Tuesday, June 15, 2021

Would You Have Sex With The Toothless Tik Tokker?


During this blog, I’m going to try and remain honest with you and myself. But no promises. This toothless Tik Tokker has been all over every social media outlet for her makeup and dentures transformation. 

I don’t know this woman’s story or what she’s been through. But she’s been through it. For the sake of this question, I don’t want anyone to know her story. We’re basing this little experiment solely on looks. I know that’s not really kosher, but fuck off like you don’t have a Tinder profile? 

https://drive.google.com/uc?export=view&id=1AkeUa1ehbP8KX9IlCKlmXUL3XE0KNRow
https://drive.google.com/uc?export=view&id=17AKsxBz_aFFtWu_H-xjXbSPy-JRT-hZ-

In a different century, she’d be burned at the stake for this. I don’t want to hear another word about my receding hairline when I take my hat off. Not when women are shapeshifting like this. 

I think you already know the answer to my title. I wouldn’t have written this whole thing just to say no? That’d be silly. You can act like you’re above it, with that little ego of yours. But you can’t expect me to believe if bottom picture asked you to come back to her place after a night out on the dance floor that you’d say no. She’s hot. You’d take down Melissandre and you know it. 

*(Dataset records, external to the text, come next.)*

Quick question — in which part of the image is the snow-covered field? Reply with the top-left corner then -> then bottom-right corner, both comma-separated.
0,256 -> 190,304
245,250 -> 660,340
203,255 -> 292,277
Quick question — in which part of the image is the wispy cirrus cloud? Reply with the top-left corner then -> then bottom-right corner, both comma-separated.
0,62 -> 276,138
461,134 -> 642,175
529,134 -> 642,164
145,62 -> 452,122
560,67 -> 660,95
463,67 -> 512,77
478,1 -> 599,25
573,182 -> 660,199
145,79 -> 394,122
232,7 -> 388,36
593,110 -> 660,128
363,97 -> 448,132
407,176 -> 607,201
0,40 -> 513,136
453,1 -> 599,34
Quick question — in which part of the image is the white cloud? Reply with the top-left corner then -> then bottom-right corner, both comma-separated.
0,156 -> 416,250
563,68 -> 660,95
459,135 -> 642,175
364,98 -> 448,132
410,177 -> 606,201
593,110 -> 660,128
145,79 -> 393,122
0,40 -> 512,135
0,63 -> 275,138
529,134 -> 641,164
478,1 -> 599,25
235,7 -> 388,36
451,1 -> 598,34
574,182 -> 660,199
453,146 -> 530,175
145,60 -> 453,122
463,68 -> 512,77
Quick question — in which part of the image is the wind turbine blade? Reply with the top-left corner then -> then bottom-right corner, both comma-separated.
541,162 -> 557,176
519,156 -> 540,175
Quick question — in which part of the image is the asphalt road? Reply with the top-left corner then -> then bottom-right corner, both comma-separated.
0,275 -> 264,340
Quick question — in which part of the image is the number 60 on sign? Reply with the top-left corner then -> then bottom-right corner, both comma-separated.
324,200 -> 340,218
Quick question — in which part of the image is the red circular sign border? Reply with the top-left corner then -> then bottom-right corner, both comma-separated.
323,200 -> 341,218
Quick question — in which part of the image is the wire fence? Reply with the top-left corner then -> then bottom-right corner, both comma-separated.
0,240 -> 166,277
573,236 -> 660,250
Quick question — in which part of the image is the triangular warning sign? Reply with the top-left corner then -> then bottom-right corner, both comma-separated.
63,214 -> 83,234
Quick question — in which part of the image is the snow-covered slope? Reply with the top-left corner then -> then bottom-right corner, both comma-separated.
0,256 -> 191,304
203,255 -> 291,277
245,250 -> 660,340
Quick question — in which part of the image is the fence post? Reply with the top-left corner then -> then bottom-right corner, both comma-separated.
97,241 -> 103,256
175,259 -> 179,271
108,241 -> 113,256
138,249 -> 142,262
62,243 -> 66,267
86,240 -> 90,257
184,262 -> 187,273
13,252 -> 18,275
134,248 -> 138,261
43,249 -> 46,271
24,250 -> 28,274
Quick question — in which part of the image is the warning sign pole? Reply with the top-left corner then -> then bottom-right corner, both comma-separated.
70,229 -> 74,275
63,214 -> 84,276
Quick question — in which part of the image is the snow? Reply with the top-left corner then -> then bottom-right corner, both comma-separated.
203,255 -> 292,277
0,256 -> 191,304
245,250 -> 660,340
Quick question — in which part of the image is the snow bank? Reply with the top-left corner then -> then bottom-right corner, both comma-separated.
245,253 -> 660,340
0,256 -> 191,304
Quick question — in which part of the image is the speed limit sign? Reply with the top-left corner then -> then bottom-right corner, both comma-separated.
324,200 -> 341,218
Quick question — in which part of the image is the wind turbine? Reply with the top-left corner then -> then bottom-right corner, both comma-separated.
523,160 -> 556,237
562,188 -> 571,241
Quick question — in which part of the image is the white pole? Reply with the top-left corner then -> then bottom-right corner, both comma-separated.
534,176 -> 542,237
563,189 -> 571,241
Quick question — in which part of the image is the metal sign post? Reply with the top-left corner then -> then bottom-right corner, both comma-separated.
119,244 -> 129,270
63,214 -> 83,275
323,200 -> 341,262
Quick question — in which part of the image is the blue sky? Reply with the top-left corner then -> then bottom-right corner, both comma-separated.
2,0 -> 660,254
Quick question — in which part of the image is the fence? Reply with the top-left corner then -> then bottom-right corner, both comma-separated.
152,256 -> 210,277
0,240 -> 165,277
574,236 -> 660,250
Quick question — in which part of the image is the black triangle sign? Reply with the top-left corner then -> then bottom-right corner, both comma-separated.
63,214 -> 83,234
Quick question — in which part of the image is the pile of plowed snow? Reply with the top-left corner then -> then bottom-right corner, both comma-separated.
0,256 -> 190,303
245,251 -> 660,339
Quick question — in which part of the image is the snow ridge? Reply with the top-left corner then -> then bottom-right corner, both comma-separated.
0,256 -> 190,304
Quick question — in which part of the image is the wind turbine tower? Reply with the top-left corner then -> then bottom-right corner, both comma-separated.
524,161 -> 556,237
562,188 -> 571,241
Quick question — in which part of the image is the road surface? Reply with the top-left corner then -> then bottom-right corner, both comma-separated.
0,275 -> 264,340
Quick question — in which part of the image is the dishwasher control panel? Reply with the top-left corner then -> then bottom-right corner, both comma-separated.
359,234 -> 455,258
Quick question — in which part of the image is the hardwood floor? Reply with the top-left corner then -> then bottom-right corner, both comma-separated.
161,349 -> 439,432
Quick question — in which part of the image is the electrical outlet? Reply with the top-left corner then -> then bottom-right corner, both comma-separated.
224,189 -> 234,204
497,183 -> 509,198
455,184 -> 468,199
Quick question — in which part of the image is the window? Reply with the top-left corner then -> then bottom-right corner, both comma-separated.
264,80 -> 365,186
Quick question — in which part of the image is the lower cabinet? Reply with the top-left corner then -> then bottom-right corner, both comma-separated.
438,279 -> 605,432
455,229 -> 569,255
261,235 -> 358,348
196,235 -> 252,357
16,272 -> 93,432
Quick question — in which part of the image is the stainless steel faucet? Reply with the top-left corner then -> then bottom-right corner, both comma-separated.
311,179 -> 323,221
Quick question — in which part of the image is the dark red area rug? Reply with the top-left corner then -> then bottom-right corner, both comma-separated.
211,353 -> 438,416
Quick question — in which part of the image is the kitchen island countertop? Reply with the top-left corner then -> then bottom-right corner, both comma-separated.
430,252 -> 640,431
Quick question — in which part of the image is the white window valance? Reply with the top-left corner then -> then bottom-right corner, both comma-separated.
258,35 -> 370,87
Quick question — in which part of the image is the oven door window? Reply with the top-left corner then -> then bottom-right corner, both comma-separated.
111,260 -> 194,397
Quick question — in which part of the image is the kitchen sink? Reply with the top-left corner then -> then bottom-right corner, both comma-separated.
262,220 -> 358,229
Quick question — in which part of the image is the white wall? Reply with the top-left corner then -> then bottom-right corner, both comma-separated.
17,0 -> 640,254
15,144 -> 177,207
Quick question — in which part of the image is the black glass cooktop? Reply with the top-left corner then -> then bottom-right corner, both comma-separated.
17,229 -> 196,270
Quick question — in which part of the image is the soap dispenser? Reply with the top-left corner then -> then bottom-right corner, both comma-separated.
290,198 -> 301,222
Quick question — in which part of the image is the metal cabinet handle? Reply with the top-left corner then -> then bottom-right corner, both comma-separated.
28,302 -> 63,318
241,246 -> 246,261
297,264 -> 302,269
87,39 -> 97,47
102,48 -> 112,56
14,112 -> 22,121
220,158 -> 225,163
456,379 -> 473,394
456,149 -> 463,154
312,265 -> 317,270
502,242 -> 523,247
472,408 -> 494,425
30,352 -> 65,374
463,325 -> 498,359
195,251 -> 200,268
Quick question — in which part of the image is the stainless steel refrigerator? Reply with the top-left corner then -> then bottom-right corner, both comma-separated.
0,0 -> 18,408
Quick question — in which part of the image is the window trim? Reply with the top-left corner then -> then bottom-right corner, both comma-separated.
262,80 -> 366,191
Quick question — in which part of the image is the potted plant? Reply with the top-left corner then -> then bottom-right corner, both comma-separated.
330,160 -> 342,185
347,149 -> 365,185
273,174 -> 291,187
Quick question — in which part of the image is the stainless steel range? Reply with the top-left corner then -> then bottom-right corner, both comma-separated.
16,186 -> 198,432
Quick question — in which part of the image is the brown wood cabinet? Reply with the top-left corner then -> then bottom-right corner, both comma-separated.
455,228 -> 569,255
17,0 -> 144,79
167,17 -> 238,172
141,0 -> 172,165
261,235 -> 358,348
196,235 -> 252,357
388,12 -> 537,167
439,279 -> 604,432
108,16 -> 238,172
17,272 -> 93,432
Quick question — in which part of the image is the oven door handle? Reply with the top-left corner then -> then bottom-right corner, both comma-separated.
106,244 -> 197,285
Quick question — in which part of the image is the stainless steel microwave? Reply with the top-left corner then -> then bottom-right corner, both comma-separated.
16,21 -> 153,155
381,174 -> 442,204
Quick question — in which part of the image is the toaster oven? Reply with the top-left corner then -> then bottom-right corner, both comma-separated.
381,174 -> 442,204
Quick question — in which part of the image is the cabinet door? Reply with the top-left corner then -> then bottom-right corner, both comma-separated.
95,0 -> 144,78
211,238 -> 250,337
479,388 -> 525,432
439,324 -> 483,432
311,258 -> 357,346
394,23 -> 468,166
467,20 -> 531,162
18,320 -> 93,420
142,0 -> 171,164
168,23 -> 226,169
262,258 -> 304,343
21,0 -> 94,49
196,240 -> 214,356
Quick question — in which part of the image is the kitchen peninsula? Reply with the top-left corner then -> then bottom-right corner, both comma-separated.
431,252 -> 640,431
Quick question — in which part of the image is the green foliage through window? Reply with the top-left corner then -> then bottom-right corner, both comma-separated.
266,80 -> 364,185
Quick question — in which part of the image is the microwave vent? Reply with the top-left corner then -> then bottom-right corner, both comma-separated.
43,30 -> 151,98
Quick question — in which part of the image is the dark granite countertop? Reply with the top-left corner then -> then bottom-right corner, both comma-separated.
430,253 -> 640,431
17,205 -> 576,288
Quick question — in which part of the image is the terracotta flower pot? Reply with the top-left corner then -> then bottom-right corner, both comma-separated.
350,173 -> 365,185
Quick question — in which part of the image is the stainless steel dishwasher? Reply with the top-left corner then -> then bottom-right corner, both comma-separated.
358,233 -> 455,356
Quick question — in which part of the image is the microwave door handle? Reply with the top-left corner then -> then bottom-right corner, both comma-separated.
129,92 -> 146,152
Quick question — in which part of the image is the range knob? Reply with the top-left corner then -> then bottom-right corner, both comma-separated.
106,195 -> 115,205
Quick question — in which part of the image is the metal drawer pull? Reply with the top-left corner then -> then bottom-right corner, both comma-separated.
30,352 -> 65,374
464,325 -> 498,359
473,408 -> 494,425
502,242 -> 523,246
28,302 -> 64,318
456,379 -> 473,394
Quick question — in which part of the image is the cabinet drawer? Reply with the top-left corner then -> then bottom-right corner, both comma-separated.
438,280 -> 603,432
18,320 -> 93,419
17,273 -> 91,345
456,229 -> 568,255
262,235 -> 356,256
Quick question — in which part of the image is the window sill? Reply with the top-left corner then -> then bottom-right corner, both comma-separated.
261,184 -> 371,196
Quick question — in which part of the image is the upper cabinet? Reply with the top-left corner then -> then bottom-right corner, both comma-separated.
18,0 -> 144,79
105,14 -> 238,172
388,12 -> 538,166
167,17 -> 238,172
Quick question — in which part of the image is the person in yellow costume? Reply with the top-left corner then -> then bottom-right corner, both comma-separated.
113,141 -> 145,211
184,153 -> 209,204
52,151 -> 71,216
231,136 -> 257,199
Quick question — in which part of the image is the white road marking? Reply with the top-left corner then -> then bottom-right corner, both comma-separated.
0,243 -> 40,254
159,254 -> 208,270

The worst part about all of this is that I’m acting like I’d still be the decision maker. It hurts, but there’s a high probability that @princxssglitterhead takes one good look at me and laughs at my attempt to pick her up. The irony isn’t lost on me, I’m laughing at the thought of getting turned down by a gummy Hocus Pocus character. But I’m only laughing on the outside.